[LoRA] Add LoRA training script #1884

patrickvonplaten · 2023-01-02T07:39:40Z

Update:

Training seems to work fine -> see some results here (after 4min of training on a A100): https://wandb.ai/patrickvonplaten/stable_diffusion_lora/reports/LoRA-training-results--VmlldzozMzI4MTI3?accessToken=d7x29esww3nvbrilo18hyto784w4oep721jiqgophgzdhztytwko1stcscp38gld

Possible API:

The premise of LoRA is to add weights to the model and only train those so that the fine-tuned weights result in some very small portable weights.

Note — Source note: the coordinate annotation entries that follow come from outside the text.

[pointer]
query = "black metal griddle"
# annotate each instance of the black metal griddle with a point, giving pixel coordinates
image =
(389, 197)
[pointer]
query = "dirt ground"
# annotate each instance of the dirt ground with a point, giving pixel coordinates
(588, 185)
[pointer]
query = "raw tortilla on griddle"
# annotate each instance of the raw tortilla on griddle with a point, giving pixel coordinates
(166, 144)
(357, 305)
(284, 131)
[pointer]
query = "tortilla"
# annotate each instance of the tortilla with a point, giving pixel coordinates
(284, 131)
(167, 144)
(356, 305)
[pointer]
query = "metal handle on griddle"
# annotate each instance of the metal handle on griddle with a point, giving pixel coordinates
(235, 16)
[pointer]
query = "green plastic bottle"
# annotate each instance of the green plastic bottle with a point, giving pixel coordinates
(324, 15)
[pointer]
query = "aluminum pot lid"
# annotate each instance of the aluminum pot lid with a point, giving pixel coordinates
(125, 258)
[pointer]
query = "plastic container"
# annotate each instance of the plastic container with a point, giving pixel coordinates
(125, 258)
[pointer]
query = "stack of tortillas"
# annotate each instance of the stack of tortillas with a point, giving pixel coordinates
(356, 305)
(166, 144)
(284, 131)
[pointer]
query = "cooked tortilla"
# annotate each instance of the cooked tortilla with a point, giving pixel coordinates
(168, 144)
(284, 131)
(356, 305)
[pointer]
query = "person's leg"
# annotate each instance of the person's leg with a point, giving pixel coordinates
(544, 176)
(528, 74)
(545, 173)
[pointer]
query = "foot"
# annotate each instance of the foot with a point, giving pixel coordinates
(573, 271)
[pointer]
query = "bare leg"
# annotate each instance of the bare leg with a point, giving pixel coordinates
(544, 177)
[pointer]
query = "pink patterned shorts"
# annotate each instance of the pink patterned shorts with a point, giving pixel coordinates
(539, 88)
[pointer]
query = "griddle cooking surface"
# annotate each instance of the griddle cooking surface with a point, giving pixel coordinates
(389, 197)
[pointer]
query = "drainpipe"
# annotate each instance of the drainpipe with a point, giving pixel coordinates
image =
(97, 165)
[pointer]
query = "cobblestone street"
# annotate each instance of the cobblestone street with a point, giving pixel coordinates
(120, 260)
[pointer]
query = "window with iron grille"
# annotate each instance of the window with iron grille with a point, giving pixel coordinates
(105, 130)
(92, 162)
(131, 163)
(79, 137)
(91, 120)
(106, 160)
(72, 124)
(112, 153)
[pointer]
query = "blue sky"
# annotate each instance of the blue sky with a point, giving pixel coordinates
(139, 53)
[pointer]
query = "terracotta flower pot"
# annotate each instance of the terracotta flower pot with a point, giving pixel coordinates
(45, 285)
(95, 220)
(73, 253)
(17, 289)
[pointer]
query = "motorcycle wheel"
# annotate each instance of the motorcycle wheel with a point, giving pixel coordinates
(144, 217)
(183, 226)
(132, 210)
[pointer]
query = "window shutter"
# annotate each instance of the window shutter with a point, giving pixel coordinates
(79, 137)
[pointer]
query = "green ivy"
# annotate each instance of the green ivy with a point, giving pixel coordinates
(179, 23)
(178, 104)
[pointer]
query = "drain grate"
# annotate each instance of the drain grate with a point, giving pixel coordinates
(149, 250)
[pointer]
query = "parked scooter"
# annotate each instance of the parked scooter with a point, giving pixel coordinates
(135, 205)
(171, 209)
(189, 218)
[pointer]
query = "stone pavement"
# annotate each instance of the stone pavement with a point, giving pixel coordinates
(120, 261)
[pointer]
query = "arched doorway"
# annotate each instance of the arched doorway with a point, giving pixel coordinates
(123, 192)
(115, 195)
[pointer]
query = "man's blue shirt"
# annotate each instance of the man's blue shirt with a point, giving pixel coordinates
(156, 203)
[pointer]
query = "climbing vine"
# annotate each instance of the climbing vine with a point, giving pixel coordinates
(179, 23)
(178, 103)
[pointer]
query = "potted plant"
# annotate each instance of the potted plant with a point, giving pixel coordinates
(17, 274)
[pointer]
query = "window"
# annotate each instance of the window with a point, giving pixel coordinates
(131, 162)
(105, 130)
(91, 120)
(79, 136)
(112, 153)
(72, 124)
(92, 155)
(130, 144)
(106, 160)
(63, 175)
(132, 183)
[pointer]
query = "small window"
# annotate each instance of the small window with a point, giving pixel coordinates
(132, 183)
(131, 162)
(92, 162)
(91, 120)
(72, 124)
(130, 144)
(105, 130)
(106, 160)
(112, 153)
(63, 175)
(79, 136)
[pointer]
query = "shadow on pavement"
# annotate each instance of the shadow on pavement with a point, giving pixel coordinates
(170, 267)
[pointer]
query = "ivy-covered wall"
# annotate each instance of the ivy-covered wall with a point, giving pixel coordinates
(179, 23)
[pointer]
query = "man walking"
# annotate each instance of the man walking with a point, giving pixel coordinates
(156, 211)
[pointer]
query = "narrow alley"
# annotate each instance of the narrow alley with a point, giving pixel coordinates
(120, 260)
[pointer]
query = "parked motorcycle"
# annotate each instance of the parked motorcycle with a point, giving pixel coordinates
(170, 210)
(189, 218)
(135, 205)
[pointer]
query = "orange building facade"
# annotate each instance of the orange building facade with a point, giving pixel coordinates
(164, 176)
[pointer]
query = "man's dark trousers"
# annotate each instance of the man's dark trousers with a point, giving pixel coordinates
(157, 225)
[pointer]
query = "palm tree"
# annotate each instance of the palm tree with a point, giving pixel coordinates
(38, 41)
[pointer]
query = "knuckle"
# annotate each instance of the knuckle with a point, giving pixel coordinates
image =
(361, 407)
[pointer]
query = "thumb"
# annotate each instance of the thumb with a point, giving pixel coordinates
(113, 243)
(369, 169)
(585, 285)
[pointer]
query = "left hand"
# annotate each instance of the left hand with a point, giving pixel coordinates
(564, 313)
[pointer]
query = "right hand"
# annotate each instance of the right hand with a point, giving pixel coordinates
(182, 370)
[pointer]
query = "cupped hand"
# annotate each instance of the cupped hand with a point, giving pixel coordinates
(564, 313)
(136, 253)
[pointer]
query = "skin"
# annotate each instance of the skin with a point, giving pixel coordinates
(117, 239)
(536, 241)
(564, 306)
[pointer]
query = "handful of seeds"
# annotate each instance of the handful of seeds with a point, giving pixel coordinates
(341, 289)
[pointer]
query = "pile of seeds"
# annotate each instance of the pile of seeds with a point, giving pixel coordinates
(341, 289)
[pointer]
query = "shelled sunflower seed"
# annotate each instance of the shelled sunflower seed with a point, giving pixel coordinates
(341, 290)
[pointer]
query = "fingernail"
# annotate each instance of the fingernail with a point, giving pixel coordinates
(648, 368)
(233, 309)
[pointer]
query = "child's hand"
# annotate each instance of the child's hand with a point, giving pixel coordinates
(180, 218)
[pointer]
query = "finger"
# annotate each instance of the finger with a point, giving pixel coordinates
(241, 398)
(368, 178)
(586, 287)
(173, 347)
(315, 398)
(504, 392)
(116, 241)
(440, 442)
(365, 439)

Therefore it is important to add a new "LoRA weights loading API" which is currently implemented as follows:

#!/usr/bin/env python3
from diffusers import StableDiffusionPipeline
import torch

pipeline = StableDiffusionPipeline.from_pretrained("runwayml/stable-diffusion-v1-5", torch_dtype=torch.float16)
pipeline.unet.load_attn_procs("patrickvonplaten/lora")
pipeline.to("cuda")

prompt = "A photo of sks dog in a bucket"

images = pipeline(prompt, num_images_per_prompt=4).images
    
for i, image in enumerate(images):
    image.save(f"/home/patrick_huggingface_co/images/dog_{i}.png")

The idea is the following. During training only the loRA layers are saved which for the default rank=4 are only around 3MB: https://huggingface.co/patrickvonplaten/lora/blob/main/pytorch_attn_procs.bin

Those weights can then be downloaded easily from the Hub via a novel load_lora loading function as implemented here:
https://github.com/huggingface/diffusers/pull/1884/files#r1069869084

Co-authors:
Co-authored by: https://github.com/cloneofsimo - the first that came up with the idea of using LoRA for stable diffusion in the popular "lora" repo: https://github.com/cloneofsimo/lora

HuggingFaceDocBuilderDev · 2023-01-02T07:43:58Z

The documentation is not available anymore as the PR was closed or merged.

jrd-rocks · 2023-01-03T12:56:13Z

This is great, but should it be part of diffusers? Why not have this as an external library. Maybe this is more of a meta-comment, but imho there is no need for diffusers to be everything. It should be the base where other libraries can build on. To me this seems to be both easier to the contributors/maintainers of the "advanced" libraries and also for diffusers as such, as there's bound to be a difference in development speed/cadence of these new and shiny methods and the core, it won't be pleasant to have to update an amalgamation of code just because the one of the new shiny embedded libraries advances. The cloneofsimo/lora repo works very well with diffusers, wouldn't it be better to do all lora related development there (or if for this implementation is incompatible, just a new repo so that there are two lora flavored libraries, which i think is preferable over just putting everything in diffusers)

…add_lora_fine_tuning

cloneofsimo · 2023-01-03T20:31:08Z

I would say it is honor to have my project be an inspiration to become one of official huggingface source code, but I do have a feeling that we are reinventing the wheel here...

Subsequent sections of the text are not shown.